Through the evening air on the Michael’s on Main patio, the voice of Santa Cruz Transportation and Public Works Commissioner Kyle Kelley—an opponents Measure D supporter—rang out.
“We’re way in the lead!” he exclaimed, he said as the initial results of the primary election popped up on a big screen inside the restaurant. The earliest returns showed 68% percent of voters rejecting Measure D.
The trail-only backers of Measure D sought to pave the way for a greenway on the old freight corridor along the Monterey Bay, but the ballot results suggested that many locals questioned the wisdom of removing references to rail from the Santa Cruz County General Plan.
“Are you serious?” asked Sally Arnold, a No on D coordinator, when told of the numbers. “Fabulous.”

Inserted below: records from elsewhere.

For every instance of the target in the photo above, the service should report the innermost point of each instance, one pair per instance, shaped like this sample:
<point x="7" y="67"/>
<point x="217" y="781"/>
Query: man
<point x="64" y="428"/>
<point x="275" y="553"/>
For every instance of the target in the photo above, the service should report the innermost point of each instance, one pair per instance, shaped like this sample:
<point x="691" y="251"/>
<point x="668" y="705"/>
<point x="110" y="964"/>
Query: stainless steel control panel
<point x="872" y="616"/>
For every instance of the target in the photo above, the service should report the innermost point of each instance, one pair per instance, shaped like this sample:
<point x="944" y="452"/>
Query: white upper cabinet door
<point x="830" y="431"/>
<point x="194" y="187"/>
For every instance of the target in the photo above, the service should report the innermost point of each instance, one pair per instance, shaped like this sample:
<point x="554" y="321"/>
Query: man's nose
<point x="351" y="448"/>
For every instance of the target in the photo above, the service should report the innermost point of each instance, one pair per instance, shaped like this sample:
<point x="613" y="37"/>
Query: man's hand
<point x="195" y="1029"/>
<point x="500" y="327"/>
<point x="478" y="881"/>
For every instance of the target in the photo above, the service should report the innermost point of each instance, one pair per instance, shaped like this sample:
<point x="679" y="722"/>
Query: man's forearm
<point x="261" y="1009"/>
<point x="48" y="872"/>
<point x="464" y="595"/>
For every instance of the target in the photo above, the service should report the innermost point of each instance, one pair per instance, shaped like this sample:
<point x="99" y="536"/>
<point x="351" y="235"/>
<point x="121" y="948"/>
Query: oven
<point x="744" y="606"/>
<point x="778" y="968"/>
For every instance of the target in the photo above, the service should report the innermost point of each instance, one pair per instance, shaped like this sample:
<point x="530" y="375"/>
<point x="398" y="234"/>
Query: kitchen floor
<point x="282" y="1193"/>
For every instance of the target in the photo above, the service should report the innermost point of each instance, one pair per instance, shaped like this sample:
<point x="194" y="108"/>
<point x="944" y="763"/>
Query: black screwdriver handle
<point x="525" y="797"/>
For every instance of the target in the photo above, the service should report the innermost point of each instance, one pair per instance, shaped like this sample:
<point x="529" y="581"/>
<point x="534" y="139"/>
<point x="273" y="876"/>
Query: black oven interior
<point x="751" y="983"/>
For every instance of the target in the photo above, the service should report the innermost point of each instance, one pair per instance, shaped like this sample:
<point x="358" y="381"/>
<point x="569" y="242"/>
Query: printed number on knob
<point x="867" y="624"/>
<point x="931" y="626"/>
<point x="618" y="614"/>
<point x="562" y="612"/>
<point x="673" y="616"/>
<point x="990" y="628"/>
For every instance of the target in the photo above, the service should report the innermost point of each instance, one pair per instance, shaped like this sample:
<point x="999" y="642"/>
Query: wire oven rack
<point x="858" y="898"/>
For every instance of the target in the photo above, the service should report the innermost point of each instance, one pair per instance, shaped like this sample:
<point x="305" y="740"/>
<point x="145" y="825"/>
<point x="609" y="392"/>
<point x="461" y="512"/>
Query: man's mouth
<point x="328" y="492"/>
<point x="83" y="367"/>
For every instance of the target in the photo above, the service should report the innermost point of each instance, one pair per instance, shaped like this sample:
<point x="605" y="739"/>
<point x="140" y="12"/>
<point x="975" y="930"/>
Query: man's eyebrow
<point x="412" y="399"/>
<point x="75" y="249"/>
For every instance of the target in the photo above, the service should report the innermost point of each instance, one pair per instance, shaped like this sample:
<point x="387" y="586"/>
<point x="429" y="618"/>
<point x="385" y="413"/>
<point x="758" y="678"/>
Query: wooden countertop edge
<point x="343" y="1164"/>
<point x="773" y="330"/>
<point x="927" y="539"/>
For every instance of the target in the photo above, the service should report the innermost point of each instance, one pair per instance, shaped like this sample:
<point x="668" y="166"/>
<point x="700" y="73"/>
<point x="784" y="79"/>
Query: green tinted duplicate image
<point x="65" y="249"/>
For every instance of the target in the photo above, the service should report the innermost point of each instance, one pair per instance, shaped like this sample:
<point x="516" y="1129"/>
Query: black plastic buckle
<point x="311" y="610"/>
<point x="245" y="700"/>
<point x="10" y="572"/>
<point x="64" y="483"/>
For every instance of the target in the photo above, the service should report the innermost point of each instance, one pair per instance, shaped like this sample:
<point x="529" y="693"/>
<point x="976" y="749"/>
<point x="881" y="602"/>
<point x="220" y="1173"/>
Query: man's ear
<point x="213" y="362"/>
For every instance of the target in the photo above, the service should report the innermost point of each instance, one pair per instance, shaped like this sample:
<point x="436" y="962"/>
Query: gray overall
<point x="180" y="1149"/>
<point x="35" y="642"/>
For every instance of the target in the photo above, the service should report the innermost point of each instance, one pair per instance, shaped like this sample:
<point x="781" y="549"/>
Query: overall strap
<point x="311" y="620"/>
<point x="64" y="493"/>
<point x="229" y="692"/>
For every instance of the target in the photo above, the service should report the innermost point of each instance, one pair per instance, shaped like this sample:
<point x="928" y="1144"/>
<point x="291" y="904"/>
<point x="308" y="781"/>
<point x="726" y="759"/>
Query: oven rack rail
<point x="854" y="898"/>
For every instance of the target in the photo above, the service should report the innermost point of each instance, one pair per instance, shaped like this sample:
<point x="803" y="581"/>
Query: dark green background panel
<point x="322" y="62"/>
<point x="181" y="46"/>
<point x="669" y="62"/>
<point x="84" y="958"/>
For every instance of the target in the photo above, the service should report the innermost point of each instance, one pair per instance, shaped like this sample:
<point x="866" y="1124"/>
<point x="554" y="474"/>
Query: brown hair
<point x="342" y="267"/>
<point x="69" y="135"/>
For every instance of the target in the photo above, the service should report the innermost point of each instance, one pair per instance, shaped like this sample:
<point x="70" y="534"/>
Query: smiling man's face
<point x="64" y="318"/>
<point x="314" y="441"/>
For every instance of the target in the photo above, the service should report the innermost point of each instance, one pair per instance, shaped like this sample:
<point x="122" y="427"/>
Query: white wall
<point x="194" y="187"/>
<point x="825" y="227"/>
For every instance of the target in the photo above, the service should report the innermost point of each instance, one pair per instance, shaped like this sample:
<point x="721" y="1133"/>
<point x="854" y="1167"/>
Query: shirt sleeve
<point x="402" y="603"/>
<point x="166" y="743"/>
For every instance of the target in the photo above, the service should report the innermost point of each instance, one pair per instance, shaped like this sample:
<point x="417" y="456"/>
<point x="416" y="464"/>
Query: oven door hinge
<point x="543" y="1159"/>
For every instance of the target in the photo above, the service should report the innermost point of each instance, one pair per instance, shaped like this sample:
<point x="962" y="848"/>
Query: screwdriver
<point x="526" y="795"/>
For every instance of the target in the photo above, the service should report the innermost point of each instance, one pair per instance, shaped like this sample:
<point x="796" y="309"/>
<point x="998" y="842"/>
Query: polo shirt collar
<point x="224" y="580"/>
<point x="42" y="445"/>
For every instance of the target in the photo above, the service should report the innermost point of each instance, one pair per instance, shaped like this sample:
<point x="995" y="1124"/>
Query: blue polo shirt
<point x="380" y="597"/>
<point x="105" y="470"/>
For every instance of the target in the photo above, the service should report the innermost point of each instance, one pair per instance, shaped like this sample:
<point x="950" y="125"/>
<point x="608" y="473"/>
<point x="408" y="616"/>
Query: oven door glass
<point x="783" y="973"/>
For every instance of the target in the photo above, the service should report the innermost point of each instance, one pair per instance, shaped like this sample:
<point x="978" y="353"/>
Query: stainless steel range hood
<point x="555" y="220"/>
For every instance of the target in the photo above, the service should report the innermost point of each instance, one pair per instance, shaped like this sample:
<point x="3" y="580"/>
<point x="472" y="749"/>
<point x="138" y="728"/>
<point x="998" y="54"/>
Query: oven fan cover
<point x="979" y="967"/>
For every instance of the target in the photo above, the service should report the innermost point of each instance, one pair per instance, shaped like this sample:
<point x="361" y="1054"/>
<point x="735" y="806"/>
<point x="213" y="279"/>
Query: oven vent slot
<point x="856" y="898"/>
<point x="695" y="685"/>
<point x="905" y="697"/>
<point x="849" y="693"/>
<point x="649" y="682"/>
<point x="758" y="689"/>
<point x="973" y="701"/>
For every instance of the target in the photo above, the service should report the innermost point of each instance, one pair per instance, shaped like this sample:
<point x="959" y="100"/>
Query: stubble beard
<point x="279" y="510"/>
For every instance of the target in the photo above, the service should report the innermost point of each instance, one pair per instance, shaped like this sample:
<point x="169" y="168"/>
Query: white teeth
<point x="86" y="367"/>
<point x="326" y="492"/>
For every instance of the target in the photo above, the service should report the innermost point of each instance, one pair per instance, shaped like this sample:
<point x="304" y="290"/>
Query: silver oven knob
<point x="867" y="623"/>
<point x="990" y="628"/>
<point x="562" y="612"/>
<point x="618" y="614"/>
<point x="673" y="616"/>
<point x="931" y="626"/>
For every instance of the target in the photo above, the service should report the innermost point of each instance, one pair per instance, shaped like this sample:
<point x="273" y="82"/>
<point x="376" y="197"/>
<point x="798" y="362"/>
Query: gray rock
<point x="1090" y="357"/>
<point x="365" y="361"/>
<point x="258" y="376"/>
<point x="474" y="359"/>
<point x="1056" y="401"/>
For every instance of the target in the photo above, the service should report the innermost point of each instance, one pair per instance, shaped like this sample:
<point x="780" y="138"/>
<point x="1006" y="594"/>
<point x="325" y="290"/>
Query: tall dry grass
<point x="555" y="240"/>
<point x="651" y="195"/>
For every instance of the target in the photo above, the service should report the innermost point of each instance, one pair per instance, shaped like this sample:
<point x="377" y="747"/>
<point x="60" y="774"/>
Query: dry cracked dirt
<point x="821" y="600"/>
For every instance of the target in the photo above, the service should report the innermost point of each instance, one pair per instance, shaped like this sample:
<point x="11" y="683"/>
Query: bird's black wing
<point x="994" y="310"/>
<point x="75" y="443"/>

Until that moment it had been unclear which way voters were leaning.
After all, Arnold noted they’d been behind in another key aspect of the campaign.
“We’ve been outspent from the get-go,” she said. “We were always scrambling to raise the money that we needed.”
But she said there’s been an upwelling of support for rail-and-trail during the campaign.
“It’s been really encouraging,” she said. “The volunteers have been just phenomenal.”
One of those boosters was 16-year-old Santa Cruz student Luke Lindroth, who made a video to promote preserving the rail line.
“If my money’s going to ripping up the train tracks, I’m not going to be happy with that,” he said. “You’re eliminating the options for future transportation, but you’re also erasing history.”
Mark Johannessen, an attorney for TIG-M, the company that recently brought a light rail demonstration to the boardwalk, said their battery powered vehicles wouldn’t be as expensive as the ones factored into the current $500 million estimate for passenger rail on the line.
Melani Clark, CEO of Roaring Camp Railroads, a key force behind No on D advocacy, said she was humbled to see how so many people rallied to their cause.
“They’re just an amazing group of people,” she said. “It’s amazing to me how many different people have come from all corners of the county.”
And while the overwhelming support for the No on D side could rally support for restoring the link between their business interests in Watsonville and Felton, she says it will also help promote solutions to climate change by encouraging the construction of public transit.
“That to me is really more important than the railroad,” she said, adding she hopes the Regional Transportation Commission will take this as a sign residents want both a rail line and a recreational trail.
The sentiment was echoed by Mark Mesiti-Miller, co-chair of the No on D campaign.
“The Santa Cruz County voters have spoken,” he said. “The RTC needs to listen.”
Over at the pro-Measure D watch party at Shadowbrook Restaurant, David Date, a self-described internet troll and passionate trail-only supporter, looked dejected.
By that point his side was losing badly—by 6,668 votes to 15,704. But he downplayed the significance of the results.
“It doesn’t look good, but ultimately this campaign really had no teeth,” he said. “This was just a straw poll.”
He still held out hope that the people who first learned about the issue during the divisive campaign would eventually warm to the idea of a greenway.
“A ‘no’ vote on D does not fund a train,” he said.
Bud Colligan, leader of the Yes on D side, wasn’t conceding defeat just yet.
“I’ve very pleased that we ran a positive and educational campaign, and we’ll live with the results of what voters say,” he said, adding the ball is now in the court of local transportation officials. “The RTC will need to figure out what trail is fundable, feasible and doable in a reasonable period of time.”